ウラジオストックは28℃くらいあったから泳げた。ダブダブでも堂々ビキニのおばちゃんたちの隣で、地元の兄ちゃんたちと一緒に海の中にある人魚像から飛び込んだ。

駅。ロシア号は国歌が流れ、英雄を送り出すかのように出発する。僕が乗る電車はロシア号ではなく239号。格安の3等がある。深夜3:00過ぎ、ひっそりとモスクワへ向かって走り出した。

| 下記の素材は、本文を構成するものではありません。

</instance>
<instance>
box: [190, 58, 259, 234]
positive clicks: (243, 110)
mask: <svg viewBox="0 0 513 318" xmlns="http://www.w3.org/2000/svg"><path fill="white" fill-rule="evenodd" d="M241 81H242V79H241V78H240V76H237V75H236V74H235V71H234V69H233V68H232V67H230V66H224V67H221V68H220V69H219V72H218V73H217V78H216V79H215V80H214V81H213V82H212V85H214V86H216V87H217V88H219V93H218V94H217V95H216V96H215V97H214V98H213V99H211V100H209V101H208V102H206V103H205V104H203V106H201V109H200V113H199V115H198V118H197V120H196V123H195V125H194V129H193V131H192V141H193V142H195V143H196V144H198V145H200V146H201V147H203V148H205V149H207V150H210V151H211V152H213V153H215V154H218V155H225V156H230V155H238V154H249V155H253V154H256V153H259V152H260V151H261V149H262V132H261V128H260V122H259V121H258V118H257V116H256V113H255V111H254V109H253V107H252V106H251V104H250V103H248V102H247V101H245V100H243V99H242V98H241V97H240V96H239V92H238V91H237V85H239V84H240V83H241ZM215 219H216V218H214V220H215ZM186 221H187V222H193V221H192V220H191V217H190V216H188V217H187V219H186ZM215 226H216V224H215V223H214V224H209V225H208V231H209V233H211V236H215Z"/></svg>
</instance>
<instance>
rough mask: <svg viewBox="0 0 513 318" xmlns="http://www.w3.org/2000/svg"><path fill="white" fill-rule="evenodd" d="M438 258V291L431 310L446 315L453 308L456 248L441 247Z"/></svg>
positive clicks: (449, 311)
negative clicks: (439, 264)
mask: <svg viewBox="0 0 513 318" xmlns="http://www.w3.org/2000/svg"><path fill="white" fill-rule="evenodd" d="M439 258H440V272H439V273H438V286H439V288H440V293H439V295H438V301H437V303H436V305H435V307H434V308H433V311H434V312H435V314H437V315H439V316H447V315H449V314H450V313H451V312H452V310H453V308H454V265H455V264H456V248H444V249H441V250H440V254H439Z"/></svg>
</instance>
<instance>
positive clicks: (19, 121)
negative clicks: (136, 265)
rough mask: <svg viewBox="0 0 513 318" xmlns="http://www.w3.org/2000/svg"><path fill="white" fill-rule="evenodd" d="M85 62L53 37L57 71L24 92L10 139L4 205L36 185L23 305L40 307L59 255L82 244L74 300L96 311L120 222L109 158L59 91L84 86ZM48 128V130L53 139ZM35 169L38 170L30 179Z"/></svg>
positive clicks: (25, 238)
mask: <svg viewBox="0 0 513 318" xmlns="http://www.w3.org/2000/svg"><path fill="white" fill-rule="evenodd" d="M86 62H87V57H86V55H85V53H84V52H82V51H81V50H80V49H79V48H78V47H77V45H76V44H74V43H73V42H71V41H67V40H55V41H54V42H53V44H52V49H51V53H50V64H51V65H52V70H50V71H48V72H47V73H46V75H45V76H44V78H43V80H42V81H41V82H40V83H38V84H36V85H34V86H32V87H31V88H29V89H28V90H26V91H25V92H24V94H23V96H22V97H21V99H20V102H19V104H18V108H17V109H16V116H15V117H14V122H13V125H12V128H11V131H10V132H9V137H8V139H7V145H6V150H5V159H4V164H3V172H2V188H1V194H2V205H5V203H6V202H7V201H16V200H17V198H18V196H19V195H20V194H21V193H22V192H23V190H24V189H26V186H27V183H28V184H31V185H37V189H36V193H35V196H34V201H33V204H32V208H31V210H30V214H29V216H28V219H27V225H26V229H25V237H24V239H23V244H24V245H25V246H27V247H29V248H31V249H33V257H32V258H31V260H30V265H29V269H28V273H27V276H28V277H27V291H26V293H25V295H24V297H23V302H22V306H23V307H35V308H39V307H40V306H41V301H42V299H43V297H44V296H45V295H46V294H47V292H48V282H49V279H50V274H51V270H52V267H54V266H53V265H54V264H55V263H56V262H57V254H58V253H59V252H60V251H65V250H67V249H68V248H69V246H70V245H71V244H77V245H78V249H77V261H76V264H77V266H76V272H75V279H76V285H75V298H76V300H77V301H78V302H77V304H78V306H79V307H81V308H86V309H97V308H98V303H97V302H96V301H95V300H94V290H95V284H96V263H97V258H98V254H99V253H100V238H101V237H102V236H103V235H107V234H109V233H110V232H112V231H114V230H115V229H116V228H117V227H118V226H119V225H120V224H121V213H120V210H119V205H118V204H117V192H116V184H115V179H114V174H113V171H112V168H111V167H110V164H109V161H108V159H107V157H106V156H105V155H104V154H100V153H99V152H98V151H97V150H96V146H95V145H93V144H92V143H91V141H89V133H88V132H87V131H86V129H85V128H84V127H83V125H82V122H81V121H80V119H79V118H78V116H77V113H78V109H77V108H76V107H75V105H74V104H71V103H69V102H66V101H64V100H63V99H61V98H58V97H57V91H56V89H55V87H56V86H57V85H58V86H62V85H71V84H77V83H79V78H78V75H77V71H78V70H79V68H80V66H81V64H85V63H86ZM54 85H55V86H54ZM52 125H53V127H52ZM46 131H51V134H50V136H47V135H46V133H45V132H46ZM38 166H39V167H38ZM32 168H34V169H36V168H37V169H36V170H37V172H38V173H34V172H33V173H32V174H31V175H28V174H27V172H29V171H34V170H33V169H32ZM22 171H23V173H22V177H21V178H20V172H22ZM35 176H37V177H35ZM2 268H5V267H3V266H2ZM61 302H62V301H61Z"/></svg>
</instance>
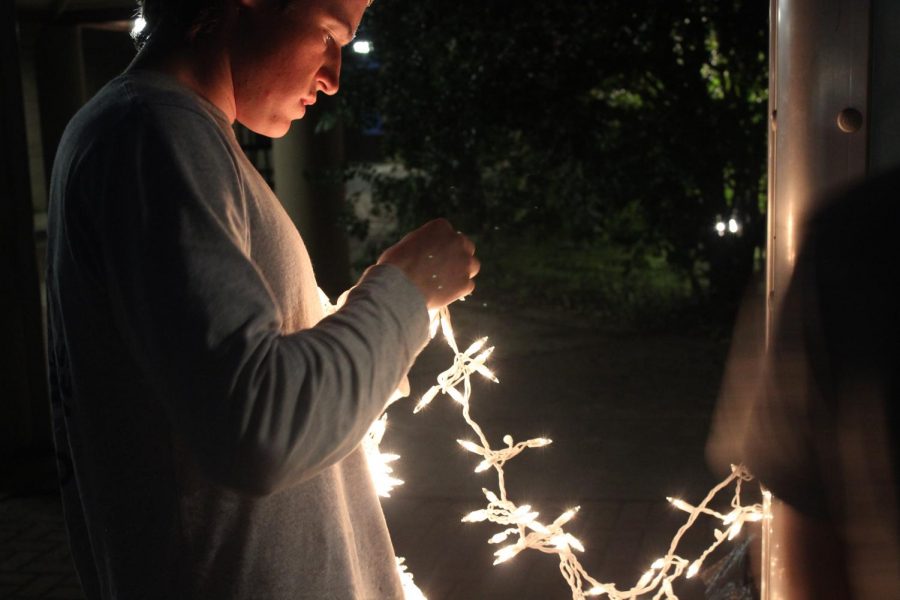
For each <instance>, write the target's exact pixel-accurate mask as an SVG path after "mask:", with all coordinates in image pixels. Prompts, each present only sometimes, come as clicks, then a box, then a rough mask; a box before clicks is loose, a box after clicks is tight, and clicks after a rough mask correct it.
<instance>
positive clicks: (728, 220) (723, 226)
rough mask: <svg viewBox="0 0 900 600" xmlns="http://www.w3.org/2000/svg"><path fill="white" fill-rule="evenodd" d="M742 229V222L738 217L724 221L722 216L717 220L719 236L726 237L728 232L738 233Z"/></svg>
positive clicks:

コンパートメント(部屋構造)でない3等であるが、夜は横になれる。向かい合わせのフラットシートは大人が横になれる大きさ。上にはもう1段。昼は上のベッドの乗客と下の座席に座って過ごす。実際、とても快適な電車だった。充電もできるし、24時間お湯が頂けるサモワールは使い放題。食堂車の料理はおいしく、毎日大きな駅で45分から1時間停車して大きく背伸びして日光を浴びる。バイカル湖固有種のオームリも買える(ウランウデでパッキングもあり)し、バラビンスクのいくらパンは美味でした。サバイバルナイフを持っていたからか、皆が僕のところに借りに来て、切った食材(ソーセージやサラミやら)の一部を僕に置いていく。ウォッカよりビールの彼らは僕にもどんどん飲ませてくれる。昼寝する。窓からの景色が変わらないから、時間の経過が分からない。
木の、茶と白。
葉の、緑と黄と赤。
草の、緑と赤
土の、茶茶茶。
そして、川と空の、青。
また、どうもエメラルドグリーンの建物が目立った。特に後半。エメラルドグリーンはロシア色。小説を3冊読んで、少女と新聞紙で鶴を折って、皆と食べて笑って。孤独でもなく、暇でもなく、ゆるやかな車中6泊の幸せ。

夕日が落ちて、景色は変わらず色彩が変わる。
シベリアの大平原が赤く染まり、暗闇の中をシベリア鉄道が走る。